The following specification describes and ascertains the nature of this invention and the manner in which it is to be performed

Field of the invention
[0001] The present disclosure relates to a method and a system to detect an object in an image

Background of the invention
[0002] There are several approaches for deep neural network-based object detection in an image. However the same requires a large amount of data. Further, the present methods in this field , where the target object forms only a smaller portion of the image, are ineffective in producing good results.

[0003] An object detection Machine learning (ML) model can be trained using few target images with data augmentations or by generating synthetic data, where, targets can be detected using trained models. However, this takes large number of training cycles in addition to being time consuming and expensive.

[0004] To mitigate this expensive process of training cycles and overfitting, a feature-similarity based method- to collect data points that are similar to a target object- is adopted.
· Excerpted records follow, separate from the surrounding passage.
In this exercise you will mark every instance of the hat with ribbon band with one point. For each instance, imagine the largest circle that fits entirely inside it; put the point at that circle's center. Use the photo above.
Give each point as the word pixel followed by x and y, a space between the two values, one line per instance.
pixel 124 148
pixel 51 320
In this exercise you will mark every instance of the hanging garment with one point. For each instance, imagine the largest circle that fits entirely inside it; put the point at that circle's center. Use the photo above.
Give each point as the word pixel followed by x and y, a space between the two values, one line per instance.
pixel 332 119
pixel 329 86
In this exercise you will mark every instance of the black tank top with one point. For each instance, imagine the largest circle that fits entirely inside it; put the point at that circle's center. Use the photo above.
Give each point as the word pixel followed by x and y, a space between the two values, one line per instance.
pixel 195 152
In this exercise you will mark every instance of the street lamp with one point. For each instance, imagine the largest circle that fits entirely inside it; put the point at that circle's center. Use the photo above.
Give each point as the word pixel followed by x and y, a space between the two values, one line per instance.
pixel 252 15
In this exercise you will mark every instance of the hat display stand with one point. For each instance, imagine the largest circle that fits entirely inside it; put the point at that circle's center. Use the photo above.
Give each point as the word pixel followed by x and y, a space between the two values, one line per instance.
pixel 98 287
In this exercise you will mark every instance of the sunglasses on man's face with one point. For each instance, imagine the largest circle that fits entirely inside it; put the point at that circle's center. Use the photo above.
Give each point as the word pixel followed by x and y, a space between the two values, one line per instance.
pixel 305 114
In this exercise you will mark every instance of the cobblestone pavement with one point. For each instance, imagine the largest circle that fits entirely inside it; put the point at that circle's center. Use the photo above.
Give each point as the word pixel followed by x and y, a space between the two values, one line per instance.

There are many methods to train a feature model and retrieve an image using the trained feature model for “image level” targeted data collection, however, traditional image feature training cannot be used for “object level” feature training.

[0005] The paper by Bor-Chun Chen, Zuxuan Wu, Larry S.Davis, Ser-Nam Lim “Efficient object embedding for spliced image retrieval”, uses pretrained image level feature network and region of interest (ROI) pooling to generate embeddings for object.

[0006] In the present disclosure, instead of learning the features of a box of a region of interest (ROI) of an image , object features are learned at ‘crop level’ to generate more robust features. This reduces the complexity of overall leaning by the model as all the irrelevant information is removed.

[0007] A teacher model or a downstream model learns features of cropped objects (at object level). The trained downstream model (teacher model) trains a detector model (student model) or an object level feature extractor model through knowledge distillation. By dividing the training methods in two different steps, the feature learnability for object level feature model is simplified.
[0008] Optionally, multiple use-case (classes) specific teacher models can be used to distill knowledge into the detector model (student model) thereby optimizing the feature extraction method disclosed.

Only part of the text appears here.